The above shows that the Government is neither ready nor willing to control the logging sector.
This is a crucial and often underestimated point in time for the Congo Basin forests. The international community, notably donors who are supporting forest countries in addressing deforestation, should broaden their approach.
Whilst paying for reduced deforestation incentivises forest countries to address deforestation, advocating for consequences of irresponsible policies could be the stick that accompanies the carrot and force about needed change in the interest of humanity.
Sophisticated technical planning brings limited protection for forests as long as the political priority is to maximise short-term profit.
Scrutinizing the supply chain of commodities coming from forest countries, such as palm oil, soy, timber and rubber, should be another priority.
An economic and moral obligation
Technical solutions and carrots from international donors have become the expectations of forest countries.
A colleague once described the channelling of resources to protect the forests as a sandwich where too much is directed to the middle layer of consultants, companies, bureaus, NGOs and international agencies.

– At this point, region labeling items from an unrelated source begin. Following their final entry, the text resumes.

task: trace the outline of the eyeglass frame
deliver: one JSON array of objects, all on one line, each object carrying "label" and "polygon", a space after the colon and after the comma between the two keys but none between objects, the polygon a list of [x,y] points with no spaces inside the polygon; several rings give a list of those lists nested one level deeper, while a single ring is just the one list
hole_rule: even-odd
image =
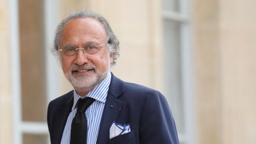
[{"label": "eyeglass frame", "polygon": [[[71,48],[70,48],[69,49],[73,49],[73,50],[75,50],[75,51],[73,51],[74,52],[74,53],[73,53],[73,54],[72,54],[72,55],[66,55],[66,53],[65,53],[65,52],[64,52],[64,50],[65,50],[65,49],[58,49],[58,51],[59,52],[60,52],[60,51],[62,51],[62,52],[64,52],[64,55],[65,56],[67,56],[67,57],[71,57],[71,56],[73,56],[74,55],[75,55],[76,54],[77,54],[77,53],[78,53],[78,50],[79,50],[79,49],[81,49],[81,50],[82,50],[82,51],[83,51],[83,52],[85,53],[87,53],[87,54],[88,54],[88,55],[93,55],[93,54],[95,54],[95,53],[97,53],[98,52],[98,48],[100,48],[100,47],[103,47],[103,46],[105,46],[105,45],[106,45],[106,44],[107,44],[108,43],[103,43],[103,44],[100,44],[100,45],[98,45],[98,46],[95,46],[95,44],[94,44],[94,43],[88,43],[88,44],[86,44],[85,46],[85,47],[77,47],[77,48],[75,48],[74,47],[75,46],[71,46],[71,47],[71,47]],[[60,46],[59,46],[59,44],[57,44],[57,46],[58,46],[58,47],[60,47]],[[93,52],[93,53],[88,53],[88,52],[86,52],[86,49],[87,49],[87,47],[88,46],[88,47],[89,47],[89,46],[92,46],[92,47],[94,47],[94,48],[95,48],[95,49],[97,49],[98,50],[97,51],[97,52]],[[68,47],[68,46],[67,46]],[[68,48],[66,48],[66,49],[68,49]]]}]

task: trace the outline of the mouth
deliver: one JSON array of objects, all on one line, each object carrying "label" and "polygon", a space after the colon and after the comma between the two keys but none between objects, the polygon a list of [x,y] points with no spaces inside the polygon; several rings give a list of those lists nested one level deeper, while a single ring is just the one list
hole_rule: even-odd
[{"label": "mouth", "polygon": [[72,71],[72,73],[78,75],[84,75],[88,72],[92,72],[94,69],[76,69]]}]

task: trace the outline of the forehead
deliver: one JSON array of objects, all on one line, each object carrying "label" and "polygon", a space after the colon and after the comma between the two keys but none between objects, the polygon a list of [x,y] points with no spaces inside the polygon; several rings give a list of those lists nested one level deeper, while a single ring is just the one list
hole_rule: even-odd
[{"label": "forehead", "polygon": [[59,42],[85,42],[92,40],[104,42],[105,40],[105,28],[98,20],[81,18],[71,20],[65,24],[60,34]]}]

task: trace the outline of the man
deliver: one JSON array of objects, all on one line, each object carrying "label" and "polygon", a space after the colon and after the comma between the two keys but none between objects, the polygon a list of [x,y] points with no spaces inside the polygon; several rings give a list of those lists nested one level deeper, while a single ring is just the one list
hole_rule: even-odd
[{"label": "man", "polygon": [[110,72],[119,50],[108,24],[93,12],[74,12],[59,25],[54,51],[74,90],[49,105],[52,144],[179,143],[164,96]]}]

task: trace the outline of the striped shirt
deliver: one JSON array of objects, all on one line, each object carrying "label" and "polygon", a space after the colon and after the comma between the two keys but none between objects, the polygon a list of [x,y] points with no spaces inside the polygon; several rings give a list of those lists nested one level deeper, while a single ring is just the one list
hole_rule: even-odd
[{"label": "striped shirt", "polygon": [[[86,97],[95,100],[85,111],[88,123],[87,143],[96,143],[101,116],[110,84],[111,77],[111,75],[110,72],[109,72],[105,79],[86,95]],[[68,117],[64,131],[62,133],[61,144],[70,143],[71,124],[73,118],[76,113],[75,105],[78,99],[82,97],[76,93],[75,90],[73,91],[73,107]]]}]

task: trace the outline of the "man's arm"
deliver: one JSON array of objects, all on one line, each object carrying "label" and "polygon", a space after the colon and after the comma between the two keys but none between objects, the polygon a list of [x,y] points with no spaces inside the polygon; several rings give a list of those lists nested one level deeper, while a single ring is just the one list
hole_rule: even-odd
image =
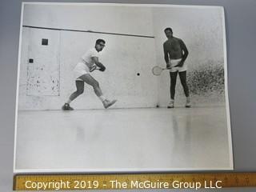
[{"label": "man's arm", "polygon": [[95,65],[100,68],[99,70],[104,71],[106,70],[105,66],[98,61],[98,57],[92,57],[91,59],[94,61]]},{"label": "man's arm", "polygon": [[166,49],[165,44],[163,44],[163,52],[164,52],[164,54],[165,54],[165,60],[166,60],[166,68],[170,68],[169,55],[168,55],[168,51],[167,51],[167,49]]},{"label": "man's arm", "polygon": [[183,41],[182,39],[180,39],[180,45],[181,45],[181,48],[182,50],[182,62],[184,62],[185,60],[187,58],[187,55],[189,54],[189,51],[185,45],[185,43],[183,42]]}]

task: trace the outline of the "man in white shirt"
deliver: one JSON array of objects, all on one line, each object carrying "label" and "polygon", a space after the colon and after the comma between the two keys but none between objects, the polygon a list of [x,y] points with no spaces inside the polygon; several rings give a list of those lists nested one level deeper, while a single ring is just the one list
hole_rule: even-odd
[{"label": "man in white shirt", "polygon": [[117,100],[110,101],[106,99],[99,86],[99,83],[91,75],[90,70],[94,66],[99,67],[100,71],[106,70],[105,66],[98,61],[98,53],[102,51],[105,46],[105,41],[103,39],[97,39],[95,46],[89,50],[85,54],[82,56],[82,62],[78,62],[74,69],[75,74],[75,85],[77,90],[74,91],[66,102],[62,106],[63,110],[73,110],[74,109],[70,106],[70,102],[82,94],[84,91],[84,82],[93,86],[95,94],[102,102],[104,107],[106,109],[114,105]]}]

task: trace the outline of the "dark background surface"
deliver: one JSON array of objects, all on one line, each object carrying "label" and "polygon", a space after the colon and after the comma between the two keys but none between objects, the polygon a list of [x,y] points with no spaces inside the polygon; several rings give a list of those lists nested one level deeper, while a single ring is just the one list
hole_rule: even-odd
[{"label": "dark background surface", "polygon": [[[71,1],[54,2],[67,2]],[[125,0],[98,2],[126,2]],[[234,171],[256,171],[256,62],[254,58],[256,54],[256,1],[148,0],[129,1],[129,3],[224,6]],[[21,7],[21,0],[0,1],[1,191],[11,191],[13,185],[13,151]],[[218,191],[255,191],[255,189],[256,187],[222,189]],[[205,190],[200,191],[203,190]],[[179,190],[174,190],[172,191]]]}]

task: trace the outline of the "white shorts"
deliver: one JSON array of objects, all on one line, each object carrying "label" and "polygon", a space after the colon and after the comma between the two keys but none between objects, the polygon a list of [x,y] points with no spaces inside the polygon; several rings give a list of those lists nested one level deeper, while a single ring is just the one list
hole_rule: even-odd
[{"label": "white shorts", "polygon": [[186,71],[187,70],[187,66],[185,62],[182,66],[177,66],[180,61],[182,61],[182,58],[170,59],[170,65],[171,67],[171,69],[170,70],[170,72],[176,72],[176,71],[182,72],[182,71]]},{"label": "white shorts", "polygon": [[89,67],[83,62],[78,62],[73,71],[76,81],[82,81],[79,77],[86,74],[90,74]]}]

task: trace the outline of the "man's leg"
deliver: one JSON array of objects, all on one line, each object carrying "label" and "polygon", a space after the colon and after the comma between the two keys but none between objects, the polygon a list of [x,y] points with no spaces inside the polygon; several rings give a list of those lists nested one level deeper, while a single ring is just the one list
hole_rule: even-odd
[{"label": "man's leg", "polygon": [[175,86],[176,86],[176,80],[177,80],[178,71],[170,72],[170,102],[168,105],[168,108],[174,107],[174,96],[175,96]]},{"label": "man's leg", "polygon": [[83,93],[84,90],[84,82],[83,81],[75,81],[75,86],[77,87],[77,90],[74,91],[67,102],[64,104],[62,106],[63,110],[73,110],[74,109],[70,106],[70,102],[75,99],[77,97],[78,97],[80,94]]},{"label": "man's leg", "polygon": [[117,100],[113,100],[110,102],[104,97],[104,95],[102,94],[102,91],[99,86],[98,82],[96,79],[94,79],[90,74],[83,74],[79,78],[82,79],[85,82],[86,82],[88,85],[94,87],[95,94],[102,102],[105,108],[110,107],[117,102]]},{"label": "man's leg", "polygon": [[70,97],[70,101],[72,102],[80,94],[82,94],[85,87],[85,82],[83,81],[75,81],[75,86],[77,87],[77,90],[74,91]]},{"label": "man's leg", "polygon": [[181,79],[181,83],[182,85],[183,90],[184,90],[184,94],[186,98],[186,107],[190,107],[190,90],[189,87],[186,83],[186,70],[178,72],[179,78]]}]

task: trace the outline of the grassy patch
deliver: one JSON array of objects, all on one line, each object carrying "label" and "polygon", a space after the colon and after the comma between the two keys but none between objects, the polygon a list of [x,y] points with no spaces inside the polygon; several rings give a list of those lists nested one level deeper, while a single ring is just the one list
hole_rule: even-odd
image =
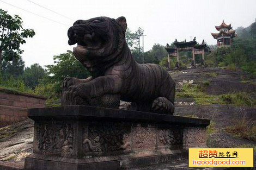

While forest communities on the ground receive a disproportionate amount of international support, the top political level lacks the political will to drive change.
The CAFI-forum on Land-Use Planning illustrates this. Six Central African countries sent bureaucrats to Oslo to spend one day discussing basic technical aspects of Land-Use Planning. Whilst forward-looking Land-Use Planning is key to good governance of forested areas, it is the political priorities – the content in the plans – that determines how these areas are used and whether deforestation can be halted and reversed. Sophisticated technical planning brings limited protection for forests as long as the political priority is to maximise short-term profit.
While forest communities on the ground receive a disproportionate amount of international support, the top political level lacks the political will to drive change.
Facilitating for short-term interests erodes the conditions for sustainable living and long-term well-being of the people in forest countries and the world. That is as economically irresponsible as it is morally unjust.
Without pressure from the international community and the amplified voices of those dependent on forests, tropical forest governments will continue to prioritise the interests of multinational companies that seek short-term profit in exploiting forest land and resources.